It is currently Fri Dec 14, 2018 5:02 pm

All times are UTC - 7 hours



Forum rules





Post new topic Reply to topic  [ 4 posts ] 
Author Message
PostPosted: Sat Aug 18, 2018 6:38 pm 
Offline

Joined: Sun Dec 18, 2016 1:11 pm
Posts: 24
So how does the PPU actually convert sprites and background into pixels? Does it directly loop through each individual pixel on each line, then loop through tiles/sprites to calculate the final pixel that should end up in that spot? Or does it loop through each tile or sprite, draw a row of pixels all at once (assuming there isn't a pixel there already)? Both of those sound like they'd be a very intensive process, especially for such old hardware; there's just so many pixels (and layers!). Not to even mention the
Code:
byte or word of VRAM data -> bits -> pixel value + palette -> final color
conversion, which sounds time-consuming as well considering the sheer amount of pixels on screen. So how is everything blitted onto the screen so efficiently?

Also, clipping: transparent pixels. Is it as simple as
Code:
if (pixel_value != 0) draw_pixel() else continue
? Retro Game Mechanics Explained mentions clipping behavior here (without going into any real detail), it seems to decide which sprite pixels to render and which to "clip away" in a convoluted way.

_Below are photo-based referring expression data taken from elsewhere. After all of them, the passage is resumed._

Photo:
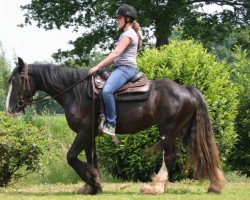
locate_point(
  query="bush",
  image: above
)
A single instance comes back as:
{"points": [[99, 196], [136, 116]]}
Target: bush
{"points": [[19, 150], [187, 63], [128, 161], [239, 158]]}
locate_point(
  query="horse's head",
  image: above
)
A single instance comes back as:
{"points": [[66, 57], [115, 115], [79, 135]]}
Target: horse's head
{"points": [[21, 89]]}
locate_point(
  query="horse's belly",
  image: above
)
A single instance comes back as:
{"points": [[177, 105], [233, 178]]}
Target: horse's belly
{"points": [[134, 117]]}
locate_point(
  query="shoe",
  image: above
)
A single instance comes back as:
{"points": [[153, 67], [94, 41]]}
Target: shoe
{"points": [[109, 129]]}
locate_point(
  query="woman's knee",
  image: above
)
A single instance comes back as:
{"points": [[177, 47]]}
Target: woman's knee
{"points": [[106, 92]]}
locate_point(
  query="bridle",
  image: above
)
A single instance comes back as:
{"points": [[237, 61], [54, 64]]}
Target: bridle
{"points": [[26, 86]]}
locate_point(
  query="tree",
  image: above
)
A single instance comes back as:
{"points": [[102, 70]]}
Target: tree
{"points": [[5, 71], [158, 17]]}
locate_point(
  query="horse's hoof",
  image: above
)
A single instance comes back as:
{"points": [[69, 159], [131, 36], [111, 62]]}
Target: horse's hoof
{"points": [[86, 189], [214, 190], [152, 189]]}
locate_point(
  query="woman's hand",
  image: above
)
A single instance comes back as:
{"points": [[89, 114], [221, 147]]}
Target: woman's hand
{"points": [[92, 70]]}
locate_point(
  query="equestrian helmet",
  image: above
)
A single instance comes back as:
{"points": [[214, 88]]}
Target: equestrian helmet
{"points": [[127, 11]]}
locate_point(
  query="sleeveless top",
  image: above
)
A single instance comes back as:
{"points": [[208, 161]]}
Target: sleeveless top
{"points": [[128, 56]]}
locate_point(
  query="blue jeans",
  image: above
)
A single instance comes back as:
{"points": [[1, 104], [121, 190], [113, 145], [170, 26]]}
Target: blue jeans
{"points": [[120, 76]]}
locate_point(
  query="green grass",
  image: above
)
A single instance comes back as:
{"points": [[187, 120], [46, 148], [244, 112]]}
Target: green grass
{"points": [[58, 181], [186, 190]]}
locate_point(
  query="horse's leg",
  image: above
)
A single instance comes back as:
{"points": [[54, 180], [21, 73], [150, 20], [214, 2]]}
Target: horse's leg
{"points": [[159, 181], [91, 159], [85, 170]]}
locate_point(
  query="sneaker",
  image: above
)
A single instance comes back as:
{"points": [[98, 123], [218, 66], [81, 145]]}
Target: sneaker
{"points": [[109, 129]]}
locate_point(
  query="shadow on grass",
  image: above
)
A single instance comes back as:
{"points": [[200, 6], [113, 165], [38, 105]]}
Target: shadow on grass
{"points": [[23, 193], [182, 191]]}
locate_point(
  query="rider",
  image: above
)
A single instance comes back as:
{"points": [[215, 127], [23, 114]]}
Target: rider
{"points": [[124, 60]]}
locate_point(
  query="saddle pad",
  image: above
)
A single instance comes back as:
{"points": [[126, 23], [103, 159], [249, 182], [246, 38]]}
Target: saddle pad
{"points": [[132, 96]]}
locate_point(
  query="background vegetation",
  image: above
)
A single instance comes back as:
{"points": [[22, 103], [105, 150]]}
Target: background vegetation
{"points": [[222, 77]]}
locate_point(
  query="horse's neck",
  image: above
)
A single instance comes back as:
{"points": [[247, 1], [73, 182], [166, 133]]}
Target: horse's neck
{"points": [[54, 85]]}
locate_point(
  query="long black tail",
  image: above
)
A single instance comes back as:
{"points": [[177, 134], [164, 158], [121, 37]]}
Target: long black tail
{"points": [[202, 149]]}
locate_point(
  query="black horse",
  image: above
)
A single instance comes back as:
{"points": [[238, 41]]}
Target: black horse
{"points": [[175, 109]]}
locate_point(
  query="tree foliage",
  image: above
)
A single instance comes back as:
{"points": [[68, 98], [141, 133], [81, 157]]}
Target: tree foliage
{"points": [[95, 19], [5, 71], [239, 158]]}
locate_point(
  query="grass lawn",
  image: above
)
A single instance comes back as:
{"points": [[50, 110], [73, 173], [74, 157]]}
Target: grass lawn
{"points": [[185, 190]]}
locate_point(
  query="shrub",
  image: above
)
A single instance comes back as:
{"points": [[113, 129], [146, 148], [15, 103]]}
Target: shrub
{"points": [[19, 150], [187, 63], [239, 158]]}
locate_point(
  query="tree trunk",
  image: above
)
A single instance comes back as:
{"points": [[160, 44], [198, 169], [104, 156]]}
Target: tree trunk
{"points": [[162, 33]]}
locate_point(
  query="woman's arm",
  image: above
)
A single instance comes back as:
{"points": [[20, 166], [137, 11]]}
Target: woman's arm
{"points": [[121, 46]]}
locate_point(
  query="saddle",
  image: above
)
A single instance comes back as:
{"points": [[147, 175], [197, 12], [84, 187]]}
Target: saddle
{"points": [[137, 89], [134, 90]]}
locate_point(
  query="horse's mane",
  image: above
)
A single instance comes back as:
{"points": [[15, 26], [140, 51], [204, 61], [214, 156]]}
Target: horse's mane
{"points": [[58, 77]]}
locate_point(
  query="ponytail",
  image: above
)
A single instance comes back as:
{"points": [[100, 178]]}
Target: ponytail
{"points": [[136, 27]]}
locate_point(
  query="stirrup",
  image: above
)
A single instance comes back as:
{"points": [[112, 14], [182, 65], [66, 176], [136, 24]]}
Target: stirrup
{"points": [[115, 140]]}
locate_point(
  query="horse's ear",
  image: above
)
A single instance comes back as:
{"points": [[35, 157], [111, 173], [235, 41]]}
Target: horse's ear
{"points": [[20, 64]]}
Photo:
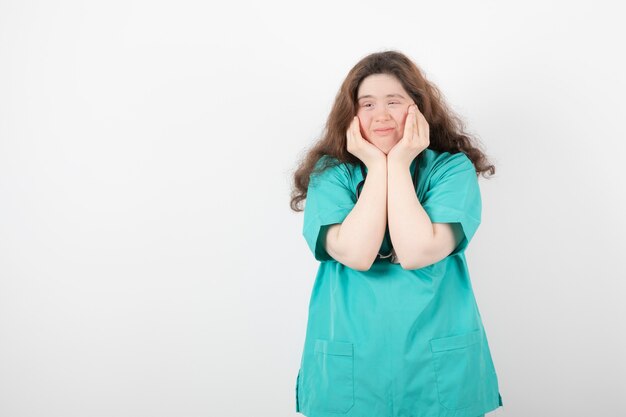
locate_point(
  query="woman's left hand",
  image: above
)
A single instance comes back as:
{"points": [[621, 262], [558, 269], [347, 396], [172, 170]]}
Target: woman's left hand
{"points": [[416, 138]]}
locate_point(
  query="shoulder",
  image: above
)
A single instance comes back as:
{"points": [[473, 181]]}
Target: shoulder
{"points": [[330, 168], [446, 163]]}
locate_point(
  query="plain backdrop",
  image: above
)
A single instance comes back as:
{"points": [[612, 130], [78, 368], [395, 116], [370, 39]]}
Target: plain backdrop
{"points": [[150, 264]]}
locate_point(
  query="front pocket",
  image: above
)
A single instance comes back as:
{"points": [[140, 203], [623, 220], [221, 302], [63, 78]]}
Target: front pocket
{"points": [[459, 366], [333, 376]]}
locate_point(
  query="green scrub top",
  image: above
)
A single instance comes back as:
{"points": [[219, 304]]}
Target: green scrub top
{"points": [[391, 342]]}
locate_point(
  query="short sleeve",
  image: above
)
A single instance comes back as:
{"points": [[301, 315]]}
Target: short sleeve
{"points": [[454, 196], [329, 201]]}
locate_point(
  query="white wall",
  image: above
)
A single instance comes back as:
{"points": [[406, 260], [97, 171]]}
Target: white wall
{"points": [[150, 264]]}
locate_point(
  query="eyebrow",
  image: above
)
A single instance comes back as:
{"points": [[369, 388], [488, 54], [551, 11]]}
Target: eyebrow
{"points": [[388, 95]]}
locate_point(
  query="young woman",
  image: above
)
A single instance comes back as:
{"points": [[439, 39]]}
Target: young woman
{"points": [[392, 202]]}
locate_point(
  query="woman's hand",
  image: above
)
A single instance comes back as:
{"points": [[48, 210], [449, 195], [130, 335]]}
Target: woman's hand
{"points": [[416, 138], [361, 148]]}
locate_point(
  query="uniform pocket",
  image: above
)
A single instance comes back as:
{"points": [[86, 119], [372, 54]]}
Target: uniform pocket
{"points": [[333, 383], [458, 363]]}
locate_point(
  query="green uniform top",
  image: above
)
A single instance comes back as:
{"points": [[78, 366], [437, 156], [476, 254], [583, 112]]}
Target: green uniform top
{"points": [[391, 342]]}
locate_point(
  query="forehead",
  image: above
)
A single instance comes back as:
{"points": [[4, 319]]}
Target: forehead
{"points": [[380, 85]]}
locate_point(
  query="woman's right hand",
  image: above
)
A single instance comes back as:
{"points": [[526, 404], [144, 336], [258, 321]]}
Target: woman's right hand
{"points": [[362, 148]]}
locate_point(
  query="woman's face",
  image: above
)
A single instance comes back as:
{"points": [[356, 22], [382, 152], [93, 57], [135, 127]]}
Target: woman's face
{"points": [[382, 106]]}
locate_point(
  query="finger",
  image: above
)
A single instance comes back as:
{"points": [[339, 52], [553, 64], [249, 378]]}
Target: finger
{"points": [[423, 127], [408, 124]]}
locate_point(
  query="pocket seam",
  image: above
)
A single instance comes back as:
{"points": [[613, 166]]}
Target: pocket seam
{"points": [[337, 349], [458, 341]]}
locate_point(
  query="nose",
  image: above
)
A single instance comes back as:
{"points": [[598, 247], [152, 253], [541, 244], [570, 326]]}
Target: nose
{"points": [[382, 114]]}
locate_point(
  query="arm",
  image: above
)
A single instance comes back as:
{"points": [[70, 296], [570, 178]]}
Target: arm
{"points": [[417, 241], [356, 241]]}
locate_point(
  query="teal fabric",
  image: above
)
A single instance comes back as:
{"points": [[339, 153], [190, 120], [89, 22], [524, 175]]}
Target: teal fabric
{"points": [[390, 342]]}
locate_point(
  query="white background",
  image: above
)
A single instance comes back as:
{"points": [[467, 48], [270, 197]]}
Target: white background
{"points": [[150, 264]]}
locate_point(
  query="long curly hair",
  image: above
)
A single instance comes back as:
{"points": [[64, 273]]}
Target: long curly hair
{"points": [[445, 127]]}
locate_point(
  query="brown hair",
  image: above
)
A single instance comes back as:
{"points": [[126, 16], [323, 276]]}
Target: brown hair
{"points": [[445, 127]]}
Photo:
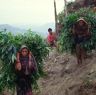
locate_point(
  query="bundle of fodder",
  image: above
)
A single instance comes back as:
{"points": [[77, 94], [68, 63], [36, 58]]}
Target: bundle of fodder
{"points": [[67, 42], [9, 45]]}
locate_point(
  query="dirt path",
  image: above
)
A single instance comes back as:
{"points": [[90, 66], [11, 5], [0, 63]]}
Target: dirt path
{"points": [[65, 77]]}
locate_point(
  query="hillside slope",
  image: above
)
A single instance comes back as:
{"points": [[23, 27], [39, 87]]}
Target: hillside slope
{"points": [[65, 77]]}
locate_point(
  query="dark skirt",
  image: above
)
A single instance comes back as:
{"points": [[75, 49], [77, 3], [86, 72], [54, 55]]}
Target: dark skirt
{"points": [[24, 85]]}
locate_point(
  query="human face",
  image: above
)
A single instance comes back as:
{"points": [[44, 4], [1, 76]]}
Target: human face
{"points": [[81, 23], [24, 52]]}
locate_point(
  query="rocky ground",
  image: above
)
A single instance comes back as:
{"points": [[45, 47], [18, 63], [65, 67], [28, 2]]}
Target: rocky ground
{"points": [[65, 77]]}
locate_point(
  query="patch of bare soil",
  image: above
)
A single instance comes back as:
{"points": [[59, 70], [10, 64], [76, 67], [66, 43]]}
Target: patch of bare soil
{"points": [[65, 77]]}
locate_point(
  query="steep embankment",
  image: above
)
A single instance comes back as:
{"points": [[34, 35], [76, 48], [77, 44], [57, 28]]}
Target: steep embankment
{"points": [[65, 77]]}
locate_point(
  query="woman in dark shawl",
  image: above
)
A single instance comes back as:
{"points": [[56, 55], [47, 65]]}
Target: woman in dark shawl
{"points": [[25, 66], [81, 35]]}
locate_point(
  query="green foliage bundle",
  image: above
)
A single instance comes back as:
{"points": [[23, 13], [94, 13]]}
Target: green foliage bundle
{"points": [[66, 41], [9, 45]]}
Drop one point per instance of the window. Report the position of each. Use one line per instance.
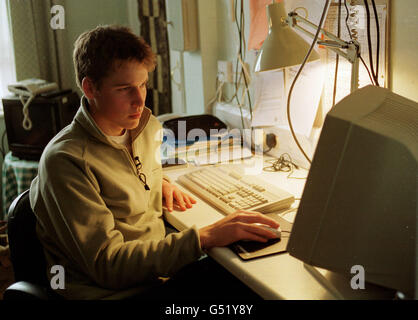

Finally, compositing (semi-related to above) is something I'm wondering about as well. According to the video I linked above, the various types of graphics are rendered separately. Are objects and background layers all rendered and stored into their own personal "buffers" before compositing? If so, do the "high-priority" bg tiles and sprites have their own separate buffers from low-priority, or are they separated from lower-priority tiles in a different way?

It is also not clear to me whether the compositing process is done per-pixel one after the other, or if each scanline is rendered in it's entirety before being composited together.

Can someone help me understand, at least on a slightly lower level than the video I linked, how does the "internal logic" of clipping, drawing and compositing everything work, and how is it so efficient?


Top
 Profile  
 
PostPosted: Sat Aug 18, 2018 6:56 pm 
Online

Joined: Sun Sep 19, 2004 11:12 pm
Posts: 20876
Location: NE Indiana, USA (NTSC)
The S-PPU is in fact too big to fit on one chip using the standard cell process Ricoh had in 1990. So during hblank time, the sprite tiles are retrieved from video memory and composited to a 256x1-pixel buffer in one chip. During draw time, it feeds a stream of sprite pixels to the other PPU and clears the buffer while scanning OAM for sprites to be retrieved next hblank. This other PPU reads tilemap and CHR for four backgrounds, decodes them on the fly through four shift registers, and feeds them and the sprite stream pixel-by-pixel into a 5-input priority encoder. (For comparison, the NES's sprite unit is eight shift registers and an 8-input priority encoder, followed by a 2-input priority encoder to combine them with the background.) This priority encoder is double-pumped, meaning it can return two results per pixel, to be displayed either in the left and right halves of a pixel (hi-res backgrounds) or blended using addition, average, or subtraction.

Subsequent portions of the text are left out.